Dilihat dari atas, gugus kepulauan Nusantara, panggung bagi banyak hal yang akan dituturkan selanjutnya dalam buku ini, membentang dari Teluk Benggala ke Samudra Pasifik. Begitu pula, Semenanjung Melayu sudah lama merupakan bagian tak terpisahkan dari Nusantara. Bandar-bandarnya, dan bandar-bandar daratan utama dari Teluk Thailand hingga Tiongkok Selatan, terhubung erat dengan berbagai negara yang terletak di pulau-pulau besar seperti Sumatra, Kalimantan, Sulawesi, dan Kepulauan Maluku yang lebih jauh ke timur. Di utara pulau-pulau itu, sebagai bagian dari jaringan perdagangan yang sama, terdapat Pulau Jawa serta pulau-pulau Bali, Lombok, dan Sumbawa.

Sejak awal Masehi para penguasa di kawasan barat Nusantara berbagi budaya istana yang bercorak India dan mendapat keuntungan dari kehadiran para pedagang asing. Hal ini terjadi karena Asia Tenggara berada di persimpangan dua zona perdagangan kuno yang penting. Yang pertama meliputi Samudra Hindia, sedangkan yang lain menyusuri Laut Tiongkok Selatan. Bahkan, pengetahuan kita mengenai kerajaan-kerajaan Asia Tenggara paling awal berasal dari berbagai catatan berbahasa Tiongkok yang merekam kedatangan para utusan dengan nama-nama yang tampaknya merupakan nama muslim.
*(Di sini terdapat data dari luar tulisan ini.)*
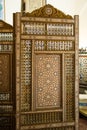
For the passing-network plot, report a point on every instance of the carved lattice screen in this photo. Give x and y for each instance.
(46, 70)
(7, 103)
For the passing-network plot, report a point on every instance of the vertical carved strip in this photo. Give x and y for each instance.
(18, 79)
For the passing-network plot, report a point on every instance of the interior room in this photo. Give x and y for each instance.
(24, 104)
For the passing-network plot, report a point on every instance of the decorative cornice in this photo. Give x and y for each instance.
(4, 25)
(48, 11)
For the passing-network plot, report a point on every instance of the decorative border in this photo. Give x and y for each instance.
(2, 9)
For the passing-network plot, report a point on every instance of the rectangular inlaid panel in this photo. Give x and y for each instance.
(48, 81)
(4, 72)
(83, 67)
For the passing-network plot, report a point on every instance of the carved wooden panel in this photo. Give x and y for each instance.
(4, 72)
(47, 81)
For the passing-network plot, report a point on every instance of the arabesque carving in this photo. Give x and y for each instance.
(48, 11)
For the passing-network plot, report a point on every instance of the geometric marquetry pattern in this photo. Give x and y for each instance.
(6, 48)
(26, 75)
(83, 68)
(69, 86)
(4, 73)
(48, 29)
(41, 45)
(38, 118)
(48, 81)
(6, 108)
(6, 36)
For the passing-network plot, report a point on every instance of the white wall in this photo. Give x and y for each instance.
(71, 7)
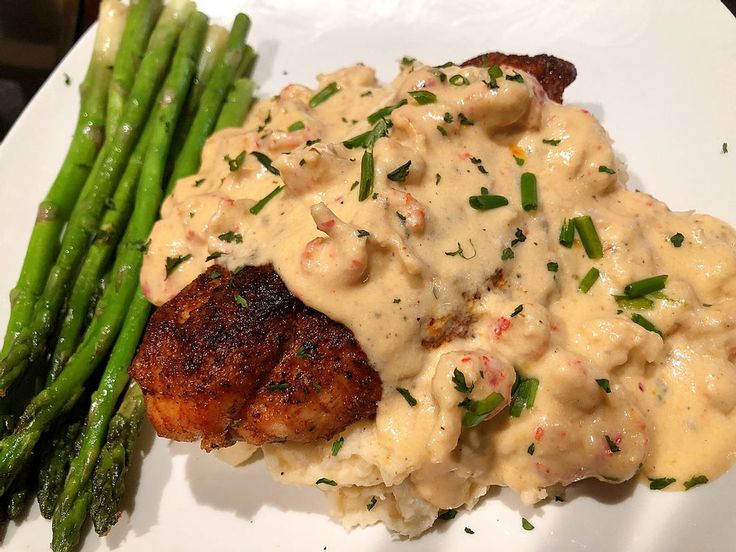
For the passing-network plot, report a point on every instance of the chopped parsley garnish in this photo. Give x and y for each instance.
(477, 411)
(296, 125)
(464, 120)
(366, 175)
(612, 446)
(230, 237)
(323, 95)
(523, 394)
(458, 378)
(325, 481)
(240, 300)
(236, 163)
(173, 262)
(528, 192)
(385, 111)
(660, 483)
(262, 203)
(447, 515)
(400, 173)
(280, 386)
(647, 285)
(460, 253)
(589, 236)
(423, 97)
(588, 280)
(337, 445)
(694, 481)
(567, 233)
(407, 396)
(459, 80)
(266, 162)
Dari arah lain, kita memiliki laporan-laporan berbahasa Arab mengenai berbagai rute pelayaran dari Teluk Persia ke pelabuhan-pelabuhan di Tiongkok Selatan dengan titik tumpu di Selat Malaka. Di sana, para kapten menunggu perubahan angin monsun untuk membawa mereka melanjutkan perjalanan atau kembali pulang, sementara perdagangan dalam kepulauan memasok rempah-rempah, getah, bulu burung langka, dan wewangian yang mahal ke kapal yang sudah dipenuhi muatan kain, keramik, dan barang pecah belah. Walaupun ada beberapa petunjuk mengenai orang-orang Muslim awal yang singgah di kawasan ini, Islam sebagai sebuah agama negara terbentuk belakangan. Selama paruh kedua milenium pertama, pelabuhan-pelabuhan di sepanjang Selat Malaka tampaknya membayar upeti pada Kerajaan Sriwijaya (atau kepada yang mengklaim sebagai pewarisnya). Para penguasa Sriwijaya yang berpusat di sekitar bandar-bandar di Sumatra Timur menyokong Buddhisme Mahayana dan meninggalkan warisan keagamaan hingga sejauh Biara Nalanda di Bihar, India. Mereka mengirimkan misi ke Tiongkok melalui Guangzhou dan kemudian Quanzhou, bandar besar di selatan yang didirikan di bawah pemerintahan Dinasti Tang (618–907). Di sisi lain, laporan-laporan Arab, yang menyebut Quanzhou sebagai tujuan terakhir Zaytun, tampaknya sekadar menyadari keberadaan Sriwijaya secara samar dan hanya menyebut seorang “Maharaja” besar yang mengklaim pulau-pulau di sebuah kawasan yang dinamakan “Zabaj”. Ibu kotanya bias dikenali berdasarkan sebuah bandar kosmopolitan dan “gunung api” yang selalu membara di dekatnya.